I'm currently learning to build game dev tools (specifically, a 2D level editor). I initially planned to do software rendering for the game (using OpenGL only to upscale and display the frame with vsync by copying the pixels to a texture and drawing a full screen quad textured with it - preserving image ratio with glViewport).
Now I need an editor to build tilemaps and place objects in the levels. I don't want to use ready-made ones like Tiled because I want to learn to build tools.
I already experimented with the native windows api gui (windows, child windows, window menus).
The thing puzzling me is the drawing. Right now I need (at minimum) to have two child windows. A Level Preview window when I can draw a view of the edited level and a Tile Palette one with a tileset to select tiles from. So two child windows I have to draw into.

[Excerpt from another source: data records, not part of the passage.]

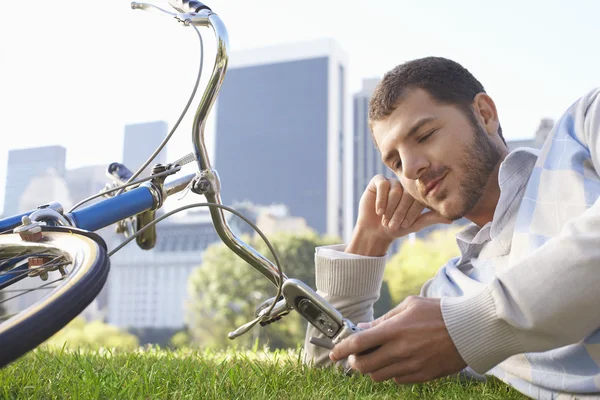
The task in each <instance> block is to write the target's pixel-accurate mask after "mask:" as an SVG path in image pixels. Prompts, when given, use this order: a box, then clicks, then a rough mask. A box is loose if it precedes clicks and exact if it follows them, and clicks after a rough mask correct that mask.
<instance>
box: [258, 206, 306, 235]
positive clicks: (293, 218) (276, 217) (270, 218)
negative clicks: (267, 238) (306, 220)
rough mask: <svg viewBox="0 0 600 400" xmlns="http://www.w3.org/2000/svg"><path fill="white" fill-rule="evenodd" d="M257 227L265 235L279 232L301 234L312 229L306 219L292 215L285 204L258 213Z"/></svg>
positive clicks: (271, 206)
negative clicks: (296, 216)
mask: <svg viewBox="0 0 600 400" xmlns="http://www.w3.org/2000/svg"><path fill="white" fill-rule="evenodd" d="M256 226H257V227H258V228H259V229H260V230H261V231H262V232H263V233H264V234H265V235H272V234H274V233H279V232H286V233H301V232H305V231H308V230H309V229H310V228H309V227H308V225H307V223H306V220H305V219H304V218H302V217H295V216H293V215H290V213H289V210H288V208H287V207H286V206H285V205H283V204H281V205H278V206H271V207H265V208H263V209H262V210H261V211H260V212H259V213H258V217H257V219H256Z"/></svg>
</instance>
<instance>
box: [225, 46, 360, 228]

I can use my software renderer code to display the level in the Level Preview child window. Here is how my render code (for the game and the editor) is structured now: I have a C-style Render module wich can draw to a buffer in ram. And a Video module wich can display such buffer to the screen using OpenGL internally.
But how to draw to the other child windows (Like the Tile Palette one) ? Using GDI ? Another native windows api ? What do well built programs use to draw in child windows when they use the windows native gui ? Do these program actually use the windows native gui or do they do everything with the GPU (including reimplementing a gui library) ?
Typically Windows applications process WM_PAINT message in their window proc callback - there you call BeginPaint, then the actual GDI calls to draw, then EndPaint. Any time somebody wants to repaint window they call InvalidateRect(hwnd, NULL, FALSE)
. This way even if window lost some part of image it internally produces WM_PAINT message and repaints the contents. And InvalidateRect can be called from anywhere, including other threads.
If you're doing constant redrawing based on timer/main loop, then you can get away without doing WM_PAINT message and instead just calling drawing functions on HDC for window. Disadvantage of this is the same as in hw accelerated rendering with main loop - it'll block in case modal message loop is executing, like when window is being moved or resized.